Dysregulated immune cell responses in severe dengue pathogenesis

Abstract

Life-threatening severe dengue (SD) develops in a small subset of patients suffering from dengue fever (DF), a febrile disease that develops following infection with dengue virus (DENV). DENV is a mosquito-borne positive -sense RNA virus. The rapid spread of DENV vectors, which was exacerbated by climate change and inadequate control measures, has led to outbreaks affecting millions worldwide. There is no specific treatment for DF, and the recently introduced vaccines are ineffective in containing the current outbreaks. Like many other viral diseases, the immune system plays a key role in dengue pathogenesis. The lack of models replicating the disease's immunopathological features has hampered the understanding of the immune system's role in developing this disease. Recent advances, such as single-cell approaches, provide better systems and methodologies to study the role of different immune cells in SD, closing this gap and providing a better mechanistic understanding of disease pathogenesis and promoting the identification of targets for therapeutic interventions. Here, we summarize recent advances in SD research, focusing on immune cell interactions and their role in disease severity.

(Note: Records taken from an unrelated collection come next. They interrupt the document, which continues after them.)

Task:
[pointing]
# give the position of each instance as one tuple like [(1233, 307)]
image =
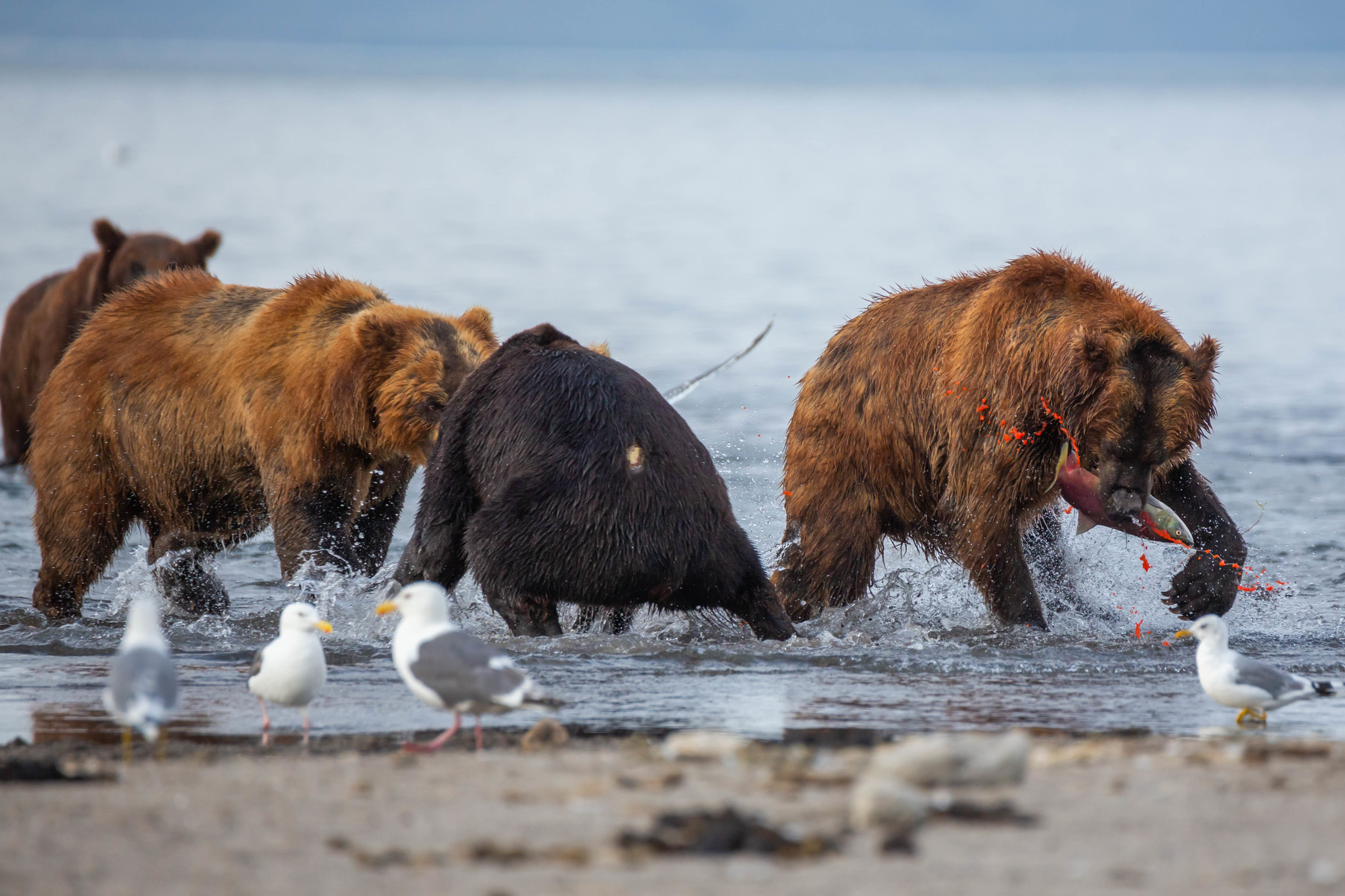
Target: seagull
[(1242, 683), (292, 668), (451, 670), (142, 684)]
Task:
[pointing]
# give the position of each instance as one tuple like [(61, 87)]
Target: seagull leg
[(265, 723), (437, 742)]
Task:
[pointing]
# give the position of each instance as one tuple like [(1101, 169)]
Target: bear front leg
[(313, 521), (1000, 570), (525, 614), (1208, 584), (372, 531)]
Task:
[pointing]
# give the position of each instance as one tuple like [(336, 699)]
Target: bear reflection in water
[(564, 476), (209, 412)]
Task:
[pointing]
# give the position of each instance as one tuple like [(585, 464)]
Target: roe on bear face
[(563, 476), (931, 419), (208, 410), (47, 314)]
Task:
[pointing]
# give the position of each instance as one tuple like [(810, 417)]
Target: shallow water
[(674, 221)]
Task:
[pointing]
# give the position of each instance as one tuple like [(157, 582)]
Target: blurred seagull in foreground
[(1242, 683), (142, 684), (451, 670), (292, 668)]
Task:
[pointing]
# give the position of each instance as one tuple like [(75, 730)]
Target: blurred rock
[(703, 744), (548, 734), (887, 803), (954, 761)]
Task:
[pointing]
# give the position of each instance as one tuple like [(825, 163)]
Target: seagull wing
[(459, 668), (142, 675), (1268, 677)]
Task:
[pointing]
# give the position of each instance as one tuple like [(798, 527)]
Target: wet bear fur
[(208, 412), (564, 476), (46, 316), (926, 421)]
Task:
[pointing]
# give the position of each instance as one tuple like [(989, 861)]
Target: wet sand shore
[(354, 816)]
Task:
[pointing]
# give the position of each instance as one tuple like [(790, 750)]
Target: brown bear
[(937, 418), (564, 477), (208, 410), (47, 314)]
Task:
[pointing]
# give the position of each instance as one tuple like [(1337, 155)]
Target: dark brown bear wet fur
[(926, 421), (564, 476), (208, 412), (47, 314)]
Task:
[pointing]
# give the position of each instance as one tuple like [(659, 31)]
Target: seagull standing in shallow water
[(142, 684), (292, 668), (451, 670), (1242, 683)]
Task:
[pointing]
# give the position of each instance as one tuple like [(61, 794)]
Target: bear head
[(129, 258), (414, 362), (1155, 399)]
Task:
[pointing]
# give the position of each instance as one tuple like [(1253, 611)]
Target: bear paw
[(1202, 586)]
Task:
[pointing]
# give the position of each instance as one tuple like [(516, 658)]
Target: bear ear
[(378, 335), (108, 236), (1094, 352), (478, 323), (1202, 358), (206, 245)]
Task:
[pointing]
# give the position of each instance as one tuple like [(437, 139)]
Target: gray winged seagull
[(451, 670), (292, 668), (1242, 683), (142, 684)]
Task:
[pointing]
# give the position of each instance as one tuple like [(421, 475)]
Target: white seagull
[(451, 670), (1242, 683), (142, 684), (292, 668)]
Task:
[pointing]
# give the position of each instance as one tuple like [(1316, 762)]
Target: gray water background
[(674, 218)]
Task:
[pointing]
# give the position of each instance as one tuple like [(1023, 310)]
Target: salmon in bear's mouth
[(1079, 486)]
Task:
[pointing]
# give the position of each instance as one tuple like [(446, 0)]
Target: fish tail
[(542, 700), (1060, 464)]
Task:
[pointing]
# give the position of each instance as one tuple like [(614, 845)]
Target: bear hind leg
[(827, 563), (179, 570), (612, 620), (78, 538), (1044, 547)]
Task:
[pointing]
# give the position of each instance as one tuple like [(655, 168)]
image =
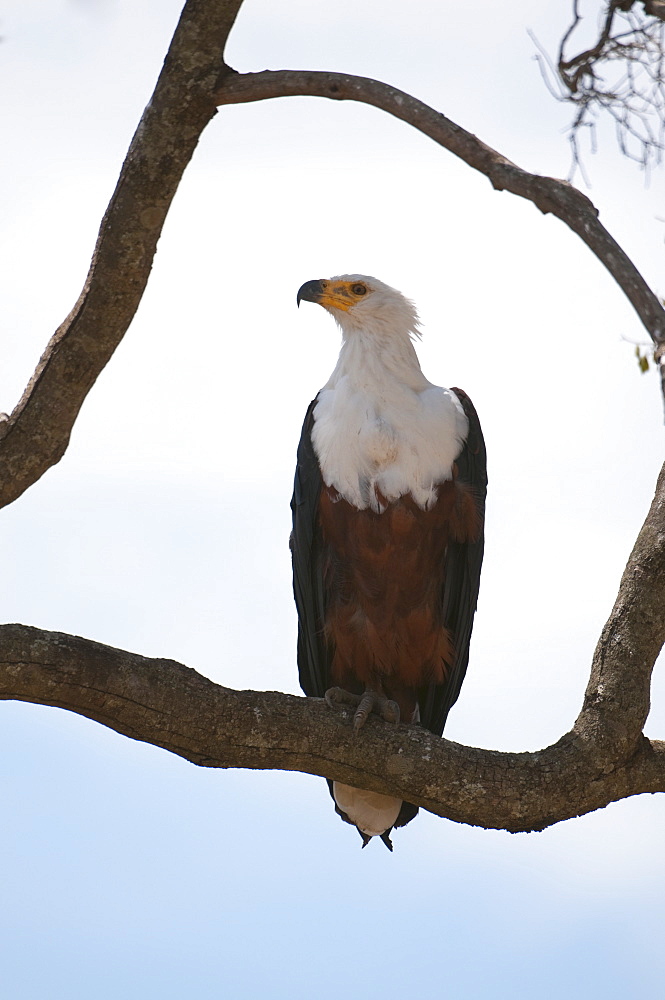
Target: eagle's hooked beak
[(311, 291), (333, 293)]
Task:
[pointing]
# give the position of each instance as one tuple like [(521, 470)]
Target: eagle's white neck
[(381, 429), (378, 360)]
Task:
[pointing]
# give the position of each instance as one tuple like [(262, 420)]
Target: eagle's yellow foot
[(366, 703)]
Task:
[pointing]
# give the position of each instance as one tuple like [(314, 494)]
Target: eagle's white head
[(360, 302)]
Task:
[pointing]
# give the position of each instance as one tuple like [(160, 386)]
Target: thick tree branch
[(603, 759), (547, 193), (171, 706), (617, 699), (37, 433)]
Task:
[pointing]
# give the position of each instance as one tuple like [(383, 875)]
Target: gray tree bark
[(605, 757)]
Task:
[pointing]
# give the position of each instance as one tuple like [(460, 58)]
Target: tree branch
[(36, 434), (169, 705), (603, 759), (548, 194)]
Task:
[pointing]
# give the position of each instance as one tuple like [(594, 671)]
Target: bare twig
[(547, 193)]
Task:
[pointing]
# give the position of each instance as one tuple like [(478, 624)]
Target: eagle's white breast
[(381, 429)]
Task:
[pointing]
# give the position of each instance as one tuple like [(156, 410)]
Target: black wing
[(313, 653), (462, 578)]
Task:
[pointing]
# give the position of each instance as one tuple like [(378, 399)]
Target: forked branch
[(604, 758)]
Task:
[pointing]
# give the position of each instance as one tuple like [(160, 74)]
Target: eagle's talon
[(364, 704)]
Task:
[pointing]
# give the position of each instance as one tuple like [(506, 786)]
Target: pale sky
[(130, 873)]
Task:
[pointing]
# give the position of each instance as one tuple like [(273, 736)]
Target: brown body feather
[(384, 577)]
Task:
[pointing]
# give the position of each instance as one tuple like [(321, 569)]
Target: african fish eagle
[(387, 543)]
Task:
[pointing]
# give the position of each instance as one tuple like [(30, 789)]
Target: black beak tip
[(309, 292)]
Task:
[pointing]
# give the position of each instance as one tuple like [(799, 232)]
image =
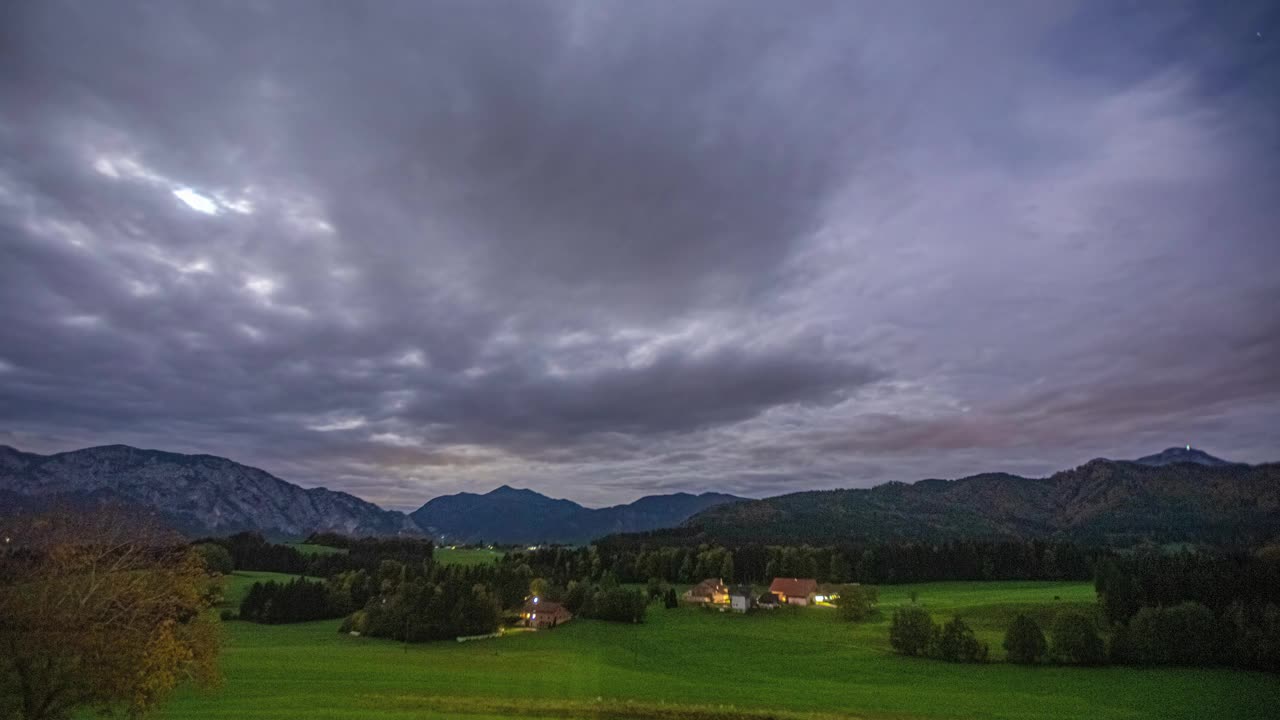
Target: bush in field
[(910, 630), (1183, 634), (1075, 639), (618, 605), (955, 642), (216, 557), (296, 601), (1024, 642), (855, 602)]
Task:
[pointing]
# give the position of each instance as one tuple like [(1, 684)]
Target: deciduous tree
[(99, 611)]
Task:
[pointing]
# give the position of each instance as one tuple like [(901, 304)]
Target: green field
[(466, 556), (696, 664), (236, 586)]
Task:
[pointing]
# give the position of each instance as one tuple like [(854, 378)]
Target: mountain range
[(195, 493), (1176, 495), (1171, 496), (210, 495), (510, 515)]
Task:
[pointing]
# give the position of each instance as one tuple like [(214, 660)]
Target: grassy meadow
[(307, 548), (703, 665), (466, 556)]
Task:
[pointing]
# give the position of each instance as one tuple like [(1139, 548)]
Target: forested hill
[(195, 493), (1101, 501), (511, 515)]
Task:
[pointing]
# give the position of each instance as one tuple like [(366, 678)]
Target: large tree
[(100, 611)]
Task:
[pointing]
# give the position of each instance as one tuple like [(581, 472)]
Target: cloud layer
[(609, 249)]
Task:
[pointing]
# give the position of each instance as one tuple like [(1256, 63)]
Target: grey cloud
[(611, 247)]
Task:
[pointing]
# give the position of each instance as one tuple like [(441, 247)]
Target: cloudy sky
[(611, 249)]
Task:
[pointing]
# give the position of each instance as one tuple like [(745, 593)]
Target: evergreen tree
[(1024, 642), (910, 630), (955, 642), (1075, 639)]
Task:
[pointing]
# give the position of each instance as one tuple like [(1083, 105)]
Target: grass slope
[(696, 665), (466, 556)]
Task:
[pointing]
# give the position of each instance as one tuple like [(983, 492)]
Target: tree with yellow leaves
[(99, 610)]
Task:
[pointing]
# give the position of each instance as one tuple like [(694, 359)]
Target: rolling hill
[(196, 493), (1100, 501), (510, 515)]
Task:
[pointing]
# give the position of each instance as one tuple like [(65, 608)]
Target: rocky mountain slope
[(197, 493), (1183, 455), (510, 515)]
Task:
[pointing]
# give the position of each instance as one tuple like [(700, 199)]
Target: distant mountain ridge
[(510, 515), (1162, 497), (196, 493), (1183, 455)]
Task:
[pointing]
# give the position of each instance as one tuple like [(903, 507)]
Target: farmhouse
[(767, 601), (828, 592), (711, 591), (794, 591), (544, 614)]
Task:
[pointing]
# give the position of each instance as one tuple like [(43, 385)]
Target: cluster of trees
[(604, 600), (420, 610), (296, 601), (632, 561), (1193, 609), (913, 632)]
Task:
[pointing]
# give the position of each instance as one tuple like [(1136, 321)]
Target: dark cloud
[(604, 249)]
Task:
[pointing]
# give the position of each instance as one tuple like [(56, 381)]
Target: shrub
[(855, 602), (1024, 642), (955, 642), (216, 559), (1075, 639), (910, 630), (1183, 634)]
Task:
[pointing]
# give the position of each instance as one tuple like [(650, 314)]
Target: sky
[(611, 249)]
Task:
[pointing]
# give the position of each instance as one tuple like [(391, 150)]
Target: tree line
[(632, 561), (1191, 609)]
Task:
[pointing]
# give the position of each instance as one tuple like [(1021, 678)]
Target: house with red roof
[(794, 591), (544, 614)]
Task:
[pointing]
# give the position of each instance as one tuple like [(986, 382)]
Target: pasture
[(703, 665), (466, 555), (307, 548)]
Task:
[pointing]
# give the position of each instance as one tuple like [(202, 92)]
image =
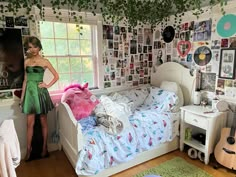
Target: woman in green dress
[(35, 98)]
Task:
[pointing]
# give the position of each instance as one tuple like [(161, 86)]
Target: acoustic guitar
[(225, 150)]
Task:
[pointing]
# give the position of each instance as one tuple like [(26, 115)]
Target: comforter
[(102, 150)]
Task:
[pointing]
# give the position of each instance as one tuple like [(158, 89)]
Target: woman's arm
[(24, 84), (54, 73)]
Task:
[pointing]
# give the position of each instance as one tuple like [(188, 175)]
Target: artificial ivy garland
[(132, 12)]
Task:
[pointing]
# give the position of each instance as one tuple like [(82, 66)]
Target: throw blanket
[(112, 116), (9, 149)]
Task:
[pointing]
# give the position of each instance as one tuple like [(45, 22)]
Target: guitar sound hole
[(231, 140)]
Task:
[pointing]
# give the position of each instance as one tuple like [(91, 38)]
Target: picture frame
[(208, 82), (227, 63)]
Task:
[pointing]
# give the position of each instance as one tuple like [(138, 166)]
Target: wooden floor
[(57, 165)]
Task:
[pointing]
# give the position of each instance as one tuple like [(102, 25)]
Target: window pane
[(46, 29), (85, 47), (53, 61), (76, 65), (64, 80), (73, 32), (87, 64), (76, 78), (48, 47), (88, 77), (86, 32), (61, 47), (74, 48), (63, 65), (60, 30)]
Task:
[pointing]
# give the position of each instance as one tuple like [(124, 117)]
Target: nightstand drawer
[(196, 120)]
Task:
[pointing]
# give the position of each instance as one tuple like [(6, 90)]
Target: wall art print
[(227, 63)]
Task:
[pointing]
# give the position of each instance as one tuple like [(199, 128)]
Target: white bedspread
[(112, 116), (102, 150)]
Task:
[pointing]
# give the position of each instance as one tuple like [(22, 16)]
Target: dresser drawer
[(196, 120)]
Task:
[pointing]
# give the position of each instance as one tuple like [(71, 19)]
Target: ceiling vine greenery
[(132, 12)]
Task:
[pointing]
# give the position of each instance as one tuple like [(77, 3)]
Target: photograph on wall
[(227, 63), (148, 36), (232, 42), (25, 31), (215, 44), (208, 81), (21, 21), (107, 32), (202, 30), (133, 47), (6, 95), (11, 59), (9, 22), (224, 43), (220, 89)]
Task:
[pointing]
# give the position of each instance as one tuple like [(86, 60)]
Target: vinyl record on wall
[(226, 26), (202, 56), (168, 34)]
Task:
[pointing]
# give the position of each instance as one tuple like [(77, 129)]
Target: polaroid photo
[(21, 21), (9, 21)]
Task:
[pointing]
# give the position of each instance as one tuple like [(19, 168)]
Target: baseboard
[(51, 147)]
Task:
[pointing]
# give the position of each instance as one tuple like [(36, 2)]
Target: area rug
[(176, 167)]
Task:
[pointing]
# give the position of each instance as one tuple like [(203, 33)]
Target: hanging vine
[(132, 12)]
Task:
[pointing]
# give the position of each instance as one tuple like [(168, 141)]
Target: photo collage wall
[(206, 45), (127, 56)]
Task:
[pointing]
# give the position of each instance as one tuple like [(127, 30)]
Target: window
[(71, 54)]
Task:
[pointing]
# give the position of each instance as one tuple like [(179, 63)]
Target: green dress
[(36, 100)]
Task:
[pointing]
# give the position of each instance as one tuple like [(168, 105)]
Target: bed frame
[(71, 138)]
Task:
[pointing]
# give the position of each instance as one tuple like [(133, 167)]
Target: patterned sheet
[(102, 150)]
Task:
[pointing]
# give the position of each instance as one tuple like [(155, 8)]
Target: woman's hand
[(42, 85)]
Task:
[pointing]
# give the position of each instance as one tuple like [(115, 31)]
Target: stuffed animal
[(80, 99)]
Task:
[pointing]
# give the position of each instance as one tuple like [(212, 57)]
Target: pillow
[(161, 100), (81, 101), (118, 98), (137, 96), (173, 87)]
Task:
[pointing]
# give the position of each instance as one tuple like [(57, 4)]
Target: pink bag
[(80, 99)]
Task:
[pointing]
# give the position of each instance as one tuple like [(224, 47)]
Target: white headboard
[(172, 71)]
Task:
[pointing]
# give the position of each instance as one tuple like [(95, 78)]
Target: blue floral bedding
[(102, 150)]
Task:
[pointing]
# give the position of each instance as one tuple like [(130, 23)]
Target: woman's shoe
[(27, 157), (45, 154)]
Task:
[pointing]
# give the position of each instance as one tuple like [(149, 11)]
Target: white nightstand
[(199, 121)]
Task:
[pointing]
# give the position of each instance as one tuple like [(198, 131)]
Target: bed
[(72, 138)]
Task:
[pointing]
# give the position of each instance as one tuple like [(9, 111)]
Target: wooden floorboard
[(57, 165)]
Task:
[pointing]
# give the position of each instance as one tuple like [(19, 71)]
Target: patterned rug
[(176, 167)]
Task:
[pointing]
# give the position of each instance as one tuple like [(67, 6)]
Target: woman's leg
[(44, 124), (30, 131)]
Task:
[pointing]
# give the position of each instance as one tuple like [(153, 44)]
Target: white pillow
[(173, 87), (137, 95)]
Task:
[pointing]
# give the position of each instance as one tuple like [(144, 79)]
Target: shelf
[(195, 144)]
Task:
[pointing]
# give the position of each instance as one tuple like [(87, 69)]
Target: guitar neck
[(232, 130)]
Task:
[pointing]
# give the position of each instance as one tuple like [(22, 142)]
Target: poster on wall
[(11, 59), (202, 30)]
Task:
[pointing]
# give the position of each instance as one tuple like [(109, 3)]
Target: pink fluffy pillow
[(80, 99)]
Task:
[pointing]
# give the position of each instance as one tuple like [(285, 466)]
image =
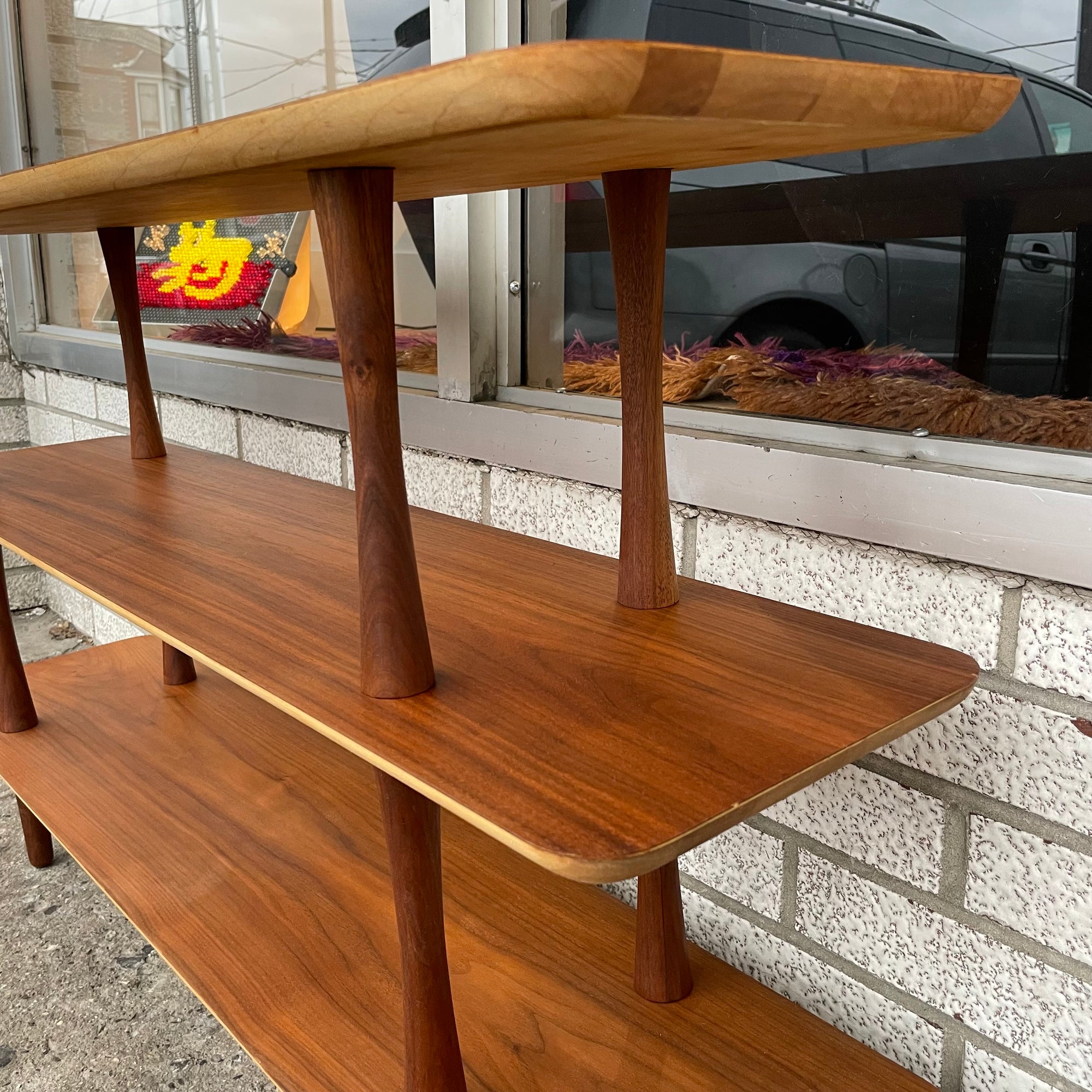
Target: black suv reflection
[(830, 294)]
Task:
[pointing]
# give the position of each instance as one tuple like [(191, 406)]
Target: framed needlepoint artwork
[(229, 271)]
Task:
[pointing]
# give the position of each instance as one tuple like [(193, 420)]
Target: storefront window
[(102, 74), (891, 329)]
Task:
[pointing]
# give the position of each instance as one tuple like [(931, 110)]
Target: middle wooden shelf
[(598, 741)]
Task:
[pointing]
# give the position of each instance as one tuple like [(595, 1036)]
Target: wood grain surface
[(17, 706), (637, 212), (598, 741), (530, 116), (412, 828), (37, 838), (355, 215), (120, 253), (251, 852)]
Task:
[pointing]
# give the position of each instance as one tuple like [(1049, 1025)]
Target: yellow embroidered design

Keywords: cytokine production; dengue fever; dengue virus; immune dysfunction; immunopathogenesis; severe dengue.

Figure 1

Early immune cell interactions during DENV infection. An infected mosquito transmits the virus into the skin during a blood meal. Langerhans cells, moDCs, and monocytes are the first to encounter the virus, serving as primary replication sites. These infected cells further disseminate the virus by interacting with other immune cells at the site of infection, including other DC subsets, macrophages, and mast cells. The virus reaches microcapillaries directly during the bite or via infected cells that reach the bloodstream. Infected DCs reach peripheral lymph nodes where they attempt to activate T cells by presenting viral antigens. However, their impaired maturation and altered cytokine production (increased IL-10, reduced IL-12 and type I IFN) may lead to a suboptimal and potentially skewed T cell response. Monocytes, including intermediate subsets, also migrate to the lymph nodes and can modulate B cell responses. These interactions activate and shape the adaptive immune response (Created with BioRender.com).

Figure 2

Immune cell contribution to SD progression. Initial infection of immune cells in the skin leads to viral dissemination to the bloodstream and lymph nodes. Mechanisms such as ADE during secondary infection, where non-neutralizing antibodies bind the virus and Fc receptors on monocytes/macrophages, contribute to an increase in viral load. The infection affects multiple immune cell types, leading to altered differentiation patterns and dysregulated cytokine production, impairing viral clearance and causing a further increase in viral load. Excess cytokine production, NETosis, dysregulated vasoactive mediators’ secretion, and additional mechanisms compromise endothelial integrity, contributing to capillary leak and culminating in the development of SD (Created with BioRender.com).